Kent police await new offices

(Original publication: December 12, 2003)

KENT — Almost four years ago, the ceiling fell in on the Kent Police Department. The collapse showered a sergeant with debris and exiled the force to two trailers in the parking lot, where the officers are still doing business.

On Monday, Supervisor Annmarie Baisley said, the walls of the department's new quarters will begin to rise at the site of Kent's new town center — 77 acres on Route 52 that will also contain a new town hall and a new library.

All of the buildings are in various stages of completion as the town struggles with the project's funding. But the tangible progress on the new police station should result in occupancy by the officers sometime next year and comes as a relief to the 26-member force.

"I can't tell you how jubilant we are," Kent police Lt. Alex DiVernieri said. "This is a long time coming."

The project's expected final price tag — about $10.3 million — is about $2.4 million, or 30 percent, over its original April 2001 estimate. The town has sought extra money from the county and federal governments, but those funds aren't yet in the town's coffers. Baisley said if the additional money doesn't materialize, the town will be forced to borrow to complete the project.

Money requested by U.S. Rep. Sue Kelly, R-Katonah, is in limbo until Congress reconvenes next month, Kelly's chief of staff said yesterday. Lawmakers will then begin writing an updated version of the Transportation Equity Act — something that was supposed to happen this year — and will include Kelly's appeal for $750,000.

"The request is in," said Michael Giuliani, Kelly's chief of staff.

Another portion of the cost overrun is expected to come from the Putnam County Legislature, which in October approved giving Kent $500,609 to help complete the project. Most of that money — $410,000 — will come from funds Putnam received for signing the 1997 watershed agreement with New York City. The agreement's funds are meant to be used for water quality-improvement projects and, on the Kent project, will pay for the project's storm water and erosion control needs.

The expenditure is subject to city approval, which the county asked for in an October letter to the city's Department of Environmental Protection. Yesterday, a DEP spokesman said a decision has not been made yet, but is expected in about two weeks.

"It's still under consideration," DEP spokesman Ian Michaels said.

The remaining $90,609 would come from the county's contingency funds. The remaining additional expenses, Baisley maintains, would be defrayed by the sale of both the library and the current Town Hall, which now partially houses the Police Department, town court and Planning Department.

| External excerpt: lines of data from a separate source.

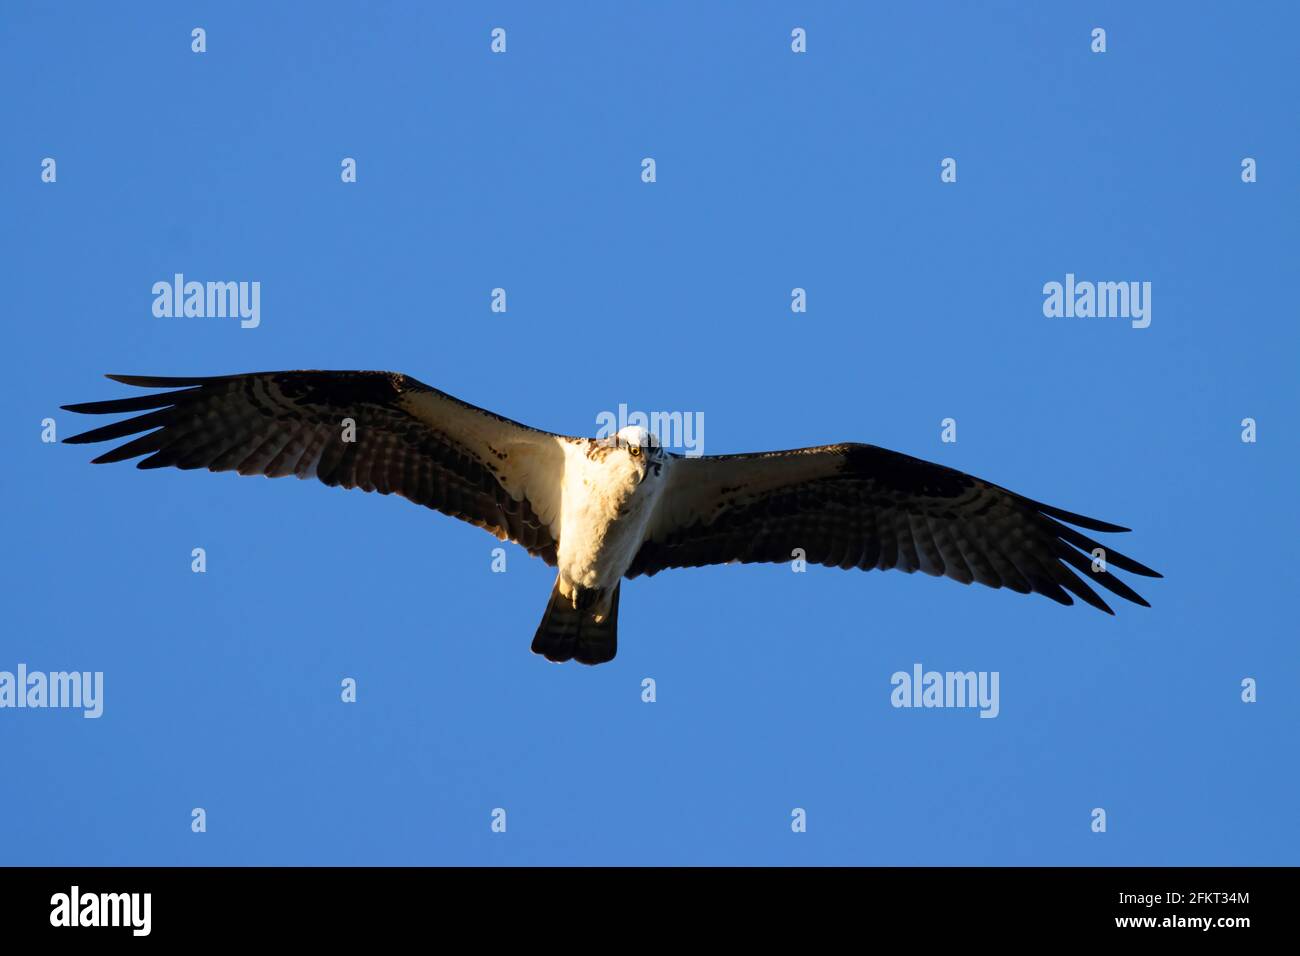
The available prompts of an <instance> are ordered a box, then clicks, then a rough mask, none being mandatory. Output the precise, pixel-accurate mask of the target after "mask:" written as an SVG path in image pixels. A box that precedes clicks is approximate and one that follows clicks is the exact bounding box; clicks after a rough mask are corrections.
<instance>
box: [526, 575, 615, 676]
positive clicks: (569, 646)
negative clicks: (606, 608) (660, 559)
mask: <svg viewBox="0 0 1300 956" xmlns="http://www.w3.org/2000/svg"><path fill="white" fill-rule="evenodd" d="M620 587H621V583H620V584H616V585H614V594H612V596H611V597H610V610H608V613H607V614H606V615H604V619H603V620H599V622H598V620H597V619H595V611H597V610H598V607H599V605H602V604H603V601H595V602H594V604H593V602H590V601H578V604H582V605H585V606H584V607H582V609H581V610H580V609H576V607H575V606H573V602H572V601H569V600H568V598H565V597H564V596H563V594H560V588H559V581H556V583H555V587H554V588H552V589H551V601H550V604H547V605H546V614H543V615H542V623H541V624H539V626H538V627H537V635H536V636H534V637H533V653H534V654H541V656H542V657H545V658H546V659H547V661H555V662H562V661H577V662H578V663H590V665H595V663H606V662H607V661H612V659H614V656H615V654H616V653H617V652H619V588H620Z"/></svg>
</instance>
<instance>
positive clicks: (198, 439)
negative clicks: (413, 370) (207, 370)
mask: <svg viewBox="0 0 1300 956" xmlns="http://www.w3.org/2000/svg"><path fill="white" fill-rule="evenodd" d="M108 377H109V378H112V380H114V381H118V382H122V384H125V385H136V386H142V388H151V389H177V390H173V392H164V393H153V394H147V395H138V397H134V398H122V399H113V401H107V402H87V403H83V405H69V406H64V407H65V408H66V410H68V411H74V412H83V414H90V415H110V414H123V412H146V414H143V415H138V416H135V418H130V419H126V420H122V421H117V423H113V424H110V425H104V427H103V428H96V429H94V431H90V432H85V433H82V434H77V436H73V437H70V438H66V440H65V441H68V442H69V444H73V445H79V444H86V442H99V441H110V440H116V438H126V437H129V436H138V437H134V438H131V440H130V441H127V442H126V444H123V445H120V446H117V447H114V449H113V450H110V451H108V453H105V454H103V455H100V457H99V458H96V459H94V460H95V463H105V462H121V460H126V459H130V458H139V457H140V455H148V457H147V458H144V459H143V460H140V462H138V464H136V467H139V468H164V467H177V468H207V470H208V471H237V472H239V473H240V475H265V476H268V477H282V476H287V475H296V476H298V477H300V479H311V477H315V479H317V480H320V481H322V483H324V484H326V485H331V486H333V485H337V486H342V488H360V489H361V490H365V492H378V493H380V494H399V496H402V497H404V498H407V499H409V501H412V502H415V503H417V505H424V506H426V507H430V509H435V510H437V511H442V512H443V514H447V515H451V516H452V518H460V519H463V520H465V522H469V523H471V524H474V525H477V527H480V528H485V529H486V531H489V532H491V533H493V535H495V536H497V537H498V538H502V540H506V538H508V540H511V541H515V542H517V544H520V545H523V546H524V548H525V549H528V551H529V553H530V554H534V555H537V557H539V558H542V559H543V561H546V562H547V563H549V564H554V563H555V553H556V541H558V537H559V518H560V515H559V509H560V489H559V477H560V476H562V473H563V460H564V455H563V449H562V442H564V441H567V438H564V437H562V436H556V434H551V433H549V432H541V431H537V429H533V428H528V427H526V425H521V424H519V423H517V421H511V420H510V419H504V418H500V416H499V415H494V414H491V412H489V411H485V410H482V408H477V407H474V406H472V405H468V403H465V402H461V401H459V399H456V398H452V397H451V395H447V394H445V393H442V392H438V390H437V389H433V388H429V386H428V385H424V384H422V382H420V381H416V380H415V378H411V377H408V376H404V375H400V373H396V372H328V371H298V372H255V373H250V375H233V376H218V377H205V378H164V377H148V376H126V375H110V376H108ZM344 419H351V420H352V423H354V432H352V437H354V438H355V440H354V441H344V436H346V432H344ZM142 433H144V434H142Z"/></svg>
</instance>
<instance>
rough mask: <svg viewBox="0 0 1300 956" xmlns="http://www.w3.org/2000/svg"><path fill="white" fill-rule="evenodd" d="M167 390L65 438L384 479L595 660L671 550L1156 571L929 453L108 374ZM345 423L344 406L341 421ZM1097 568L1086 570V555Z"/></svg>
mask: <svg viewBox="0 0 1300 956" xmlns="http://www.w3.org/2000/svg"><path fill="white" fill-rule="evenodd" d="M108 377H109V378H112V380H114V381H118V382H122V384H125V385H136V386H142V388H149V389H174V390H170V392H162V393H157V392H155V393H152V394H147V395H138V397H135V398H122V399H113V401H107V402H87V403H83V405H68V406H64V407H65V408H66V410H68V411H74V412H85V414H91V415H105V414H122V412H144V414H143V415H136V416H134V418H129V419H123V420H121V421H116V423H113V424H109V425H104V427H103V428H96V429H92V431H90V432H85V433H82V434H77V436H73V437H70V438H65V441H66V442H69V444H73V445H79V444H86V442H99V441H112V440H117V438H127V437H130V441H126V442H125V444H122V445H120V446H117V447H114V449H112V450H110V451H107V453H105V454H103V455H100V457H99V458H96V459H94V460H95V463H105V462H121V460H126V459H130V458H139V457H142V455H147V457H146V458H144V459H143V460H140V462H138V463H136V467H139V468H162V467H175V468H207V470H208V471H237V472H239V473H240V475H266V476H269V477H282V476H287V475H296V476H298V477H300V479H309V477H315V479H318V480H320V481H322V483H325V484H326V485H342V486H343V488H360V489H361V490H365V492H380V493H381V494H393V493H395V494H400V496H402V497H404V498H408V499H409V501H413V502H415V503H417V505H424V506H426V507H432V509H435V510H438V511H442V512H443V514H447V515H451V516H452V518H460V519H463V520H467V522H469V523H472V524H476V525H478V527H480V528H485V529H486V531H489V532H491V533H493V535H495V536H497V537H498V538H502V540H510V541H515V542H516V544H519V545H521V546H523V548H524V549H526V550H528V553H529V554H533V555H536V557H538V558H541V559H542V561H545V562H546V563H547V564H551V566H554V567H556V571H558V574H556V579H555V587H554V588H552V591H551V600H550V604H549V605H547V609H546V614H545V615H543V618H542V623H541V626H539V627H538V628H537V633H536V636H534V637H533V650H534V652H536V653H538V654H543V656H545V657H546V658H547V659H550V661H571V659H576V661H580V662H582V663H603V662H606V661H611V659H614V656H615V653H616V650H617V614H619V585H620V581H621V580H623V579H624V578H636V576H638V575H642V574H643V575H653V574H656V572H659V571H663V570H664V568H669V567H701V566H705V564H725V563H732V562H741V563H750V562H788V561H790V559H792V558H793V557H794V553H796V549H802V555H803V557H806V559H807V561H809V562H811V563H819V564H826V566H829V567H844V568H849V567H859V568H863V570H871V568H880V570H889V568H898V570H901V571H906V572H909V574H911V572H914V571H923V572H924V574H928V575H935V576H941V575H943V576H948V578H952V579H954V580H958V581H961V583H963V584H970V583H971V581H979V583H980V584H984V585H988V587H991V588H1004V587H1005V588H1010V589H1011V591H1017V592H1019V593H1026V594H1027V593H1031V592H1034V593H1039V594H1044V596H1047V597H1049V598H1052V600H1053V601H1057V602H1060V604H1065V605H1069V604H1074V601H1073V598H1071V594H1074V596H1076V597H1079V598H1082V600H1083V601H1084V602H1087V604H1089V605H1092V606H1093V607H1097V609H1100V610H1104V611H1106V613H1108V614H1112V613H1113V611H1112V610H1110V607H1109V606H1108V605H1106V602H1105V601H1102V600H1101V597H1100V596H1099V594H1097V593H1096V591H1093V588H1092V587H1089V584H1088V583H1087V581H1092V584H1095V585H1099V587H1101V588H1104V589H1105V591H1109V592H1110V593H1113V594H1118V596H1119V597H1122V598H1126V600H1128V601H1132V602H1135V604H1140V605H1143V606H1149V605H1148V604H1147V601H1144V600H1143V598H1141V596H1139V594H1138V593H1136V592H1135V591H1132V588H1130V587H1128V585H1127V584H1125V583H1123V581H1122V580H1119V579H1118V578H1115V576H1114V575H1113V574H1112V572H1110V568H1112V567H1114V568H1118V570H1121V571H1127V572H1130V574H1136V575H1144V576H1148V578H1160V575H1158V574H1157V572H1156V571H1152V570H1151V568H1149V567H1147V566H1145V564H1140V563H1139V562H1136V561H1134V559H1131V558H1127V557H1125V555H1123V554H1119V553H1118V551H1114V550H1112V549H1109V548H1106V549H1104V555H1105V557H1104V563H1102V562H1095V561H1093V551H1095V549H1099V548H1101V545H1100V544H1099V542H1097V541H1095V540H1092V538H1091V537H1088V536H1087V535H1084V533H1083V532H1080V531H1078V529H1076V528H1071V527H1069V525H1076V527H1078V528H1086V529H1088V531H1093V532H1122V531H1127V528H1121V527H1118V525H1115V524H1108V523H1105V522H1099V520H1096V519H1092V518H1084V516H1083V515H1076V514H1073V512H1070V511H1063V510H1061V509H1057V507H1052V506H1049V505H1044V503H1041V502H1037V501H1032V499H1030V498H1026V497H1023V496H1019V494H1015V493H1014V492H1009V490H1006V489H1005V488H1001V486H998V485H995V484H991V483H988V481H983V480H982V479H978V477H972V476H971V475H965V473H962V472H959V471H956V470H953V468H948V467H945V466H943V464H933V463H931V462H923V460H920V459H919V458H911V457H909V455H904V454H900V453H897V451H888V450H885V449H880V447H876V446H874V445H857V444H845V445H824V446H820V447H807V449H794V450H790V451H763V453H758V454H748V455H716V457H703V458H684V457H681V455H675V454H671V453H667V451H664V450H663V449H660V447H659V446H658V444H656V442H655V441H654V440H653V438H651V436H650V434H649V433H647V432H646V431H645V429H641V428H634V427H633V428H625V429H623V431H621V432H619V433H617V436H616V437H614V438H610V440H597V438H578V437H569V436H563V434H552V433H550V432H542V431H538V429H536V428H529V427H528V425H523V424H520V423H517V421H511V420H510V419H506V418H502V416H500V415H494V414H493V412H490V411H485V410H484V408H477V407H474V406H472V405H468V403H465V402H461V401H459V399H456V398H452V397H451V395H448V394H446V393H442V392H438V390H437V389H433V388H430V386H428V385H424V384H422V382H419V381H416V380H415V378H411V377H408V376H404V375H400V373H396V372H322V371H299V372H255V373H248V375H231V376H217V377H204V378H169V377H164V378H160V377H148V376H127V375H110V376H108ZM348 423H350V424H348ZM1095 568H1096V570H1095Z"/></svg>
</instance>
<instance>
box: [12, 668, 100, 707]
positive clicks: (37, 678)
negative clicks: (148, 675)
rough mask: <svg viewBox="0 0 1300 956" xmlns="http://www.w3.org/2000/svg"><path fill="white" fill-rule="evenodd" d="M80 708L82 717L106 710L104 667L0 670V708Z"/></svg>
mask: <svg viewBox="0 0 1300 956" xmlns="http://www.w3.org/2000/svg"><path fill="white" fill-rule="evenodd" d="M4 708H77V709H81V710H82V711H83V713H82V717H86V718H91V719H94V718H96V717H100V715H101V714H103V713H104V671H49V672H48V674H47V672H45V671H31V672H30V674H29V672H27V665H25V663H19V665H18V671H17V674H16V672H13V671H0V709H4Z"/></svg>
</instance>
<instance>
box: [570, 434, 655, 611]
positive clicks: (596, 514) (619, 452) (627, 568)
mask: <svg viewBox="0 0 1300 956" xmlns="http://www.w3.org/2000/svg"><path fill="white" fill-rule="evenodd" d="M588 447H589V446H588V445H578V444H575V445H569V446H567V447H565V460H564V481H563V486H562V499H563V505H562V512H560V544H559V554H558V564H559V576H560V593H563V594H565V596H568V594H571V593H572V588H573V585H576V587H580V588H612V587H614V585H615V584H617V583H619V579H621V578H623V572H624V571H627V570H628V566H629V564H630V563H632V559H633V558H634V557H636V553H637V550H638V549H640V548H641V541H642V538H643V537H645V531H646V525H647V524H649V520H650V515H651V514H653V511H654V507H655V505H656V502H658V498H659V492H660V490H662V489H663V486H664V481H663V480H662V479H660V480H654V479H647V480H645V481H641V483H638V477H640V471H638V468H637V464H636V463H634V462H633V460H632V459H630V458H629V457H628V454H627V451H624V450H620V449H615V450H611V453H610V454H607V455H606V457H603V458H597V459H594V460H593V459H591V458H588V455H586V450H588Z"/></svg>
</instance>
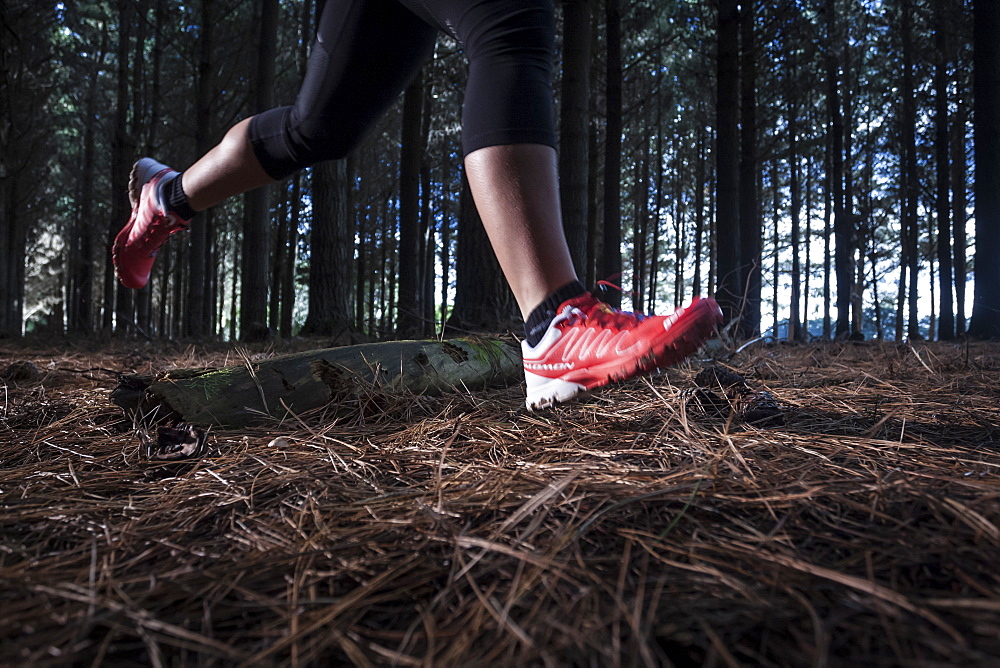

Municipal office space would increase from about 3,600 square feet to 11,000 square feet in the new Town Hall, which also would consolidate most town departments in one location. Since 1991, many of the town's offices have been in a Route 52 shopping center. The library's space would more than triple, to 10,600 square feet. The police department would move from its useless office, where the ceiling collapsed March 8, 2000, to an 8,400 square-foot facility.

Kent doesn't have a downtown. The land and buildings, one resident said, will give the town "a focus point."

"I think it's one of the best things for the town to be moving forward," Wanda Schweitzer said. "It's a foundation for the town of Kent."